The world-renowned sociologist, Professor Manuel Castells, is to be the second Humanitas Visiting Professor in Media at the University of Cambridge, from 16 to 21 November 2011.

Professor Castells will give a series of free public lectures starting this week; the first, ‘Communication, Power and the State in the Network Society’ will discuss the four different forms of power in the virtual society.

By using recent examples of social movements, particularly the Indignant Movements in Spain and the Occupy Wall Street in the US, Professor Castells will demonstrate how social change is formed through communicative action.

He will discuss how the technology - internet based social networks and wireless networks - and morphology of these communication networks shapes the process of mobilisation, thus of social change, both as a process and as an outcome.

The lecture takes place on Wednesday, 16 Nov 2011, at 17:00pm, in Room 9, Mill Lane Lecture Rooms, 8 Mill Lane, Cambridge.

Further events in the series are:

Social Movements in the Internet Age (1)

Thursday, 17 Nov 2011

Social Movements in the Internet Age (2)

Monday, 21 Nov 2011

Symposium: Communication Power in the Network Society

Wednesday, 23 Nov 2011

The lectures are free and open to all, no registration is required.

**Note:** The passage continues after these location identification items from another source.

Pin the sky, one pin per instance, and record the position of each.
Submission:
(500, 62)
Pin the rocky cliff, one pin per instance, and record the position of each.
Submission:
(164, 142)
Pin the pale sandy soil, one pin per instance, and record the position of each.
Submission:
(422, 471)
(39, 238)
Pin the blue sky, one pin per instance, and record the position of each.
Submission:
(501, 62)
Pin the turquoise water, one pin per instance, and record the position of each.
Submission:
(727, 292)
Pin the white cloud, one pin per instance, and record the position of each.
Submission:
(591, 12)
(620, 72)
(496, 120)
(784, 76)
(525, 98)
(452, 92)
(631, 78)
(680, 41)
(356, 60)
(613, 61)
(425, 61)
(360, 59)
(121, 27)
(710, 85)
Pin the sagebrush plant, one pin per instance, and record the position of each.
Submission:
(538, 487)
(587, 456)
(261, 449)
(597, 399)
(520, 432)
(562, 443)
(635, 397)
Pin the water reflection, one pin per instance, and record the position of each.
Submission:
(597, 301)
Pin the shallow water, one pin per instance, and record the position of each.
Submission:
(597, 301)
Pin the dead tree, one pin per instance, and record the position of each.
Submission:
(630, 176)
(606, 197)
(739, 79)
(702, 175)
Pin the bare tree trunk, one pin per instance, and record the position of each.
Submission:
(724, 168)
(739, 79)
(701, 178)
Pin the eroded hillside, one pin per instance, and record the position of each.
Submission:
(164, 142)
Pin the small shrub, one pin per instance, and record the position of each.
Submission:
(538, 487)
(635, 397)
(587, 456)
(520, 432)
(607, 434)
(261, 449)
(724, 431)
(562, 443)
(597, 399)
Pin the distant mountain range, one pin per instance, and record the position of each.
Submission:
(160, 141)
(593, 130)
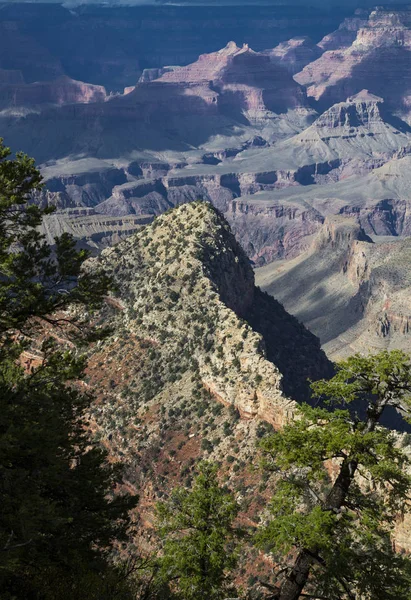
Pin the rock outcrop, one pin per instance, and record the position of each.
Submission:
(378, 59)
(353, 293)
(295, 54)
(190, 270)
(17, 94)
(243, 79)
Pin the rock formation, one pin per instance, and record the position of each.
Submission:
(295, 54)
(353, 293)
(15, 93)
(378, 59)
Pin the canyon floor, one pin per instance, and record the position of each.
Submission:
(299, 132)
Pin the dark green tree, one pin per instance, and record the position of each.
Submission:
(196, 527)
(59, 516)
(332, 533)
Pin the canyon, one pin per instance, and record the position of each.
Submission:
(286, 128)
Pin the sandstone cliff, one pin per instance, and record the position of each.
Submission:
(378, 59)
(353, 293)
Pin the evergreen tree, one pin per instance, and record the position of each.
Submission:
(197, 529)
(333, 532)
(58, 512)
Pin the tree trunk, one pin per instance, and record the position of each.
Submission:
(297, 579)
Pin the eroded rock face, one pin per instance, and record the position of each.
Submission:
(60, 91)
(353, 293)
(295, 54)
(378, 59)
(191, 284)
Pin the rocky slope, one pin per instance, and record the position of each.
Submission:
(378, 59)
(349, 140)
(111, 46)
(200, 363)
(353, 293)
(16, 94)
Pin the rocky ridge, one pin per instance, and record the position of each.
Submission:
(378, 59)
(199, 364)
(353, 293)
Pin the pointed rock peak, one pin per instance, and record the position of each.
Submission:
(365, 96)
(229, 50)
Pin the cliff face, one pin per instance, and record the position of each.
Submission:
(60, 91)
(354, 294)
(200, 363)
(378, 59)
(187, 285)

However, free registration will be required for the symposium.

Professor Manuel Castells is University Professor and the Wallis Annenberg Chair in Communication Technology and Society at the University of Southern California, Los Angeles. Prior to his appointment at USC he was Professor of Sociology and Professor of City Planning at the University of California, Berkeley, for 24 years. He is a Fellow of the American Academy of Political and Social Sciences, a Fellow of the Spanish Royal Academy of Economics, and a Corresponding Fellow of the British Academy. He has received 14 honorary doctorates from universities around the world. He has published 25 books including his trilogy ‘The Information Age: Economy, Society, and Culture’ translated into 21 languages and ‘Communication Power’ translated in 7 languages.

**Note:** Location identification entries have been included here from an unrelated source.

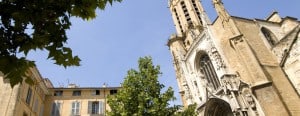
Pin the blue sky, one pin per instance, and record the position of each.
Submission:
(112, 43)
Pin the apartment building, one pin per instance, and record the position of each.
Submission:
(43, 99)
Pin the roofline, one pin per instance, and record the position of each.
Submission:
(87, 88)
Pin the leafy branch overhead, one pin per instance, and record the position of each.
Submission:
(39, 24)
(142, 94)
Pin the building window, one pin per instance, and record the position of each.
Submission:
(42, 111)
(95, 107)
(96, 92)
(58, 93)
(56, 109)
(28, 97)
(112, 92)
(25, 114)
(76, 93)
(209, 72)
(271, 38)
(75, 108)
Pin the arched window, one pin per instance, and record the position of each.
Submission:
(271, 38)
(209, 72)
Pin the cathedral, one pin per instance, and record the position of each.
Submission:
(234, 66)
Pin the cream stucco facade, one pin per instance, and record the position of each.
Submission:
(233, 65)
(43, 99)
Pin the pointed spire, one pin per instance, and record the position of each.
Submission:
(221, 11)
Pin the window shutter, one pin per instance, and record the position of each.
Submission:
(53, 109)
(89, 107)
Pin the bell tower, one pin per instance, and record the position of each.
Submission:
(187, 14)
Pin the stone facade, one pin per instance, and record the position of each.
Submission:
(42, 99)
(235, 66)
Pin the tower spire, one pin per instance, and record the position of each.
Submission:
(187, 14)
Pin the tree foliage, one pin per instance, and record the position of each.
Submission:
(141, 93)
(27, 25)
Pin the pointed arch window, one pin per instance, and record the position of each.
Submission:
(209, 72)
(271, 38)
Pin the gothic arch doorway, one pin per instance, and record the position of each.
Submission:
(217, 107)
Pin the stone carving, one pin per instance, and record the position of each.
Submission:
(217, 58)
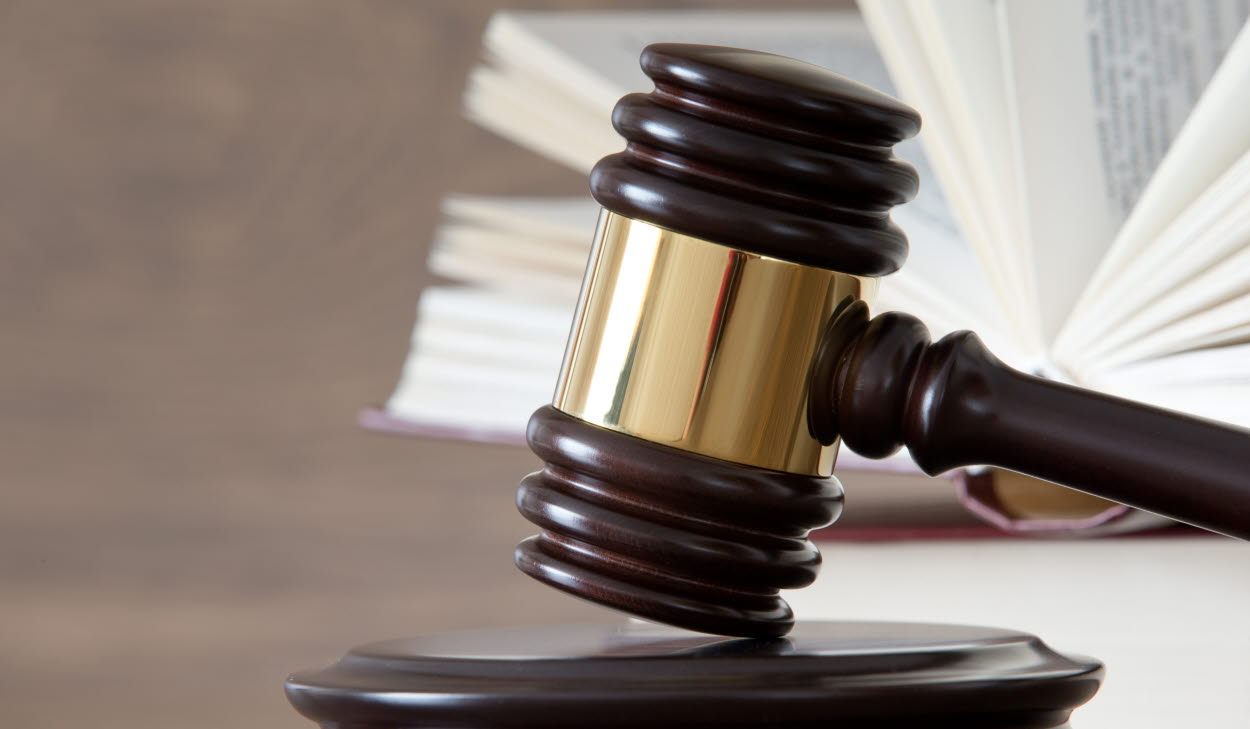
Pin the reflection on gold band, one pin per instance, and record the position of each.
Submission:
(700, 346)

Humanitas is a series of Visiting Professorships at Oxford and Cambridge intended to bring leading practitioners and scholars to both universities to address major themes in the arts, social sciences and humanities. Created by Lord Weidenfeld, the Programme is managed and funded by the Institute for Strategic Dialogue with the support of a series of generous benefactors, and co-ordinated in Cambridge by the Centre for Research in the Arts, Social Sciences and Humanities (CRASSH). The Humanitas Chair in Media has been made possible by the generous support of the Blavatnik Family Foundation.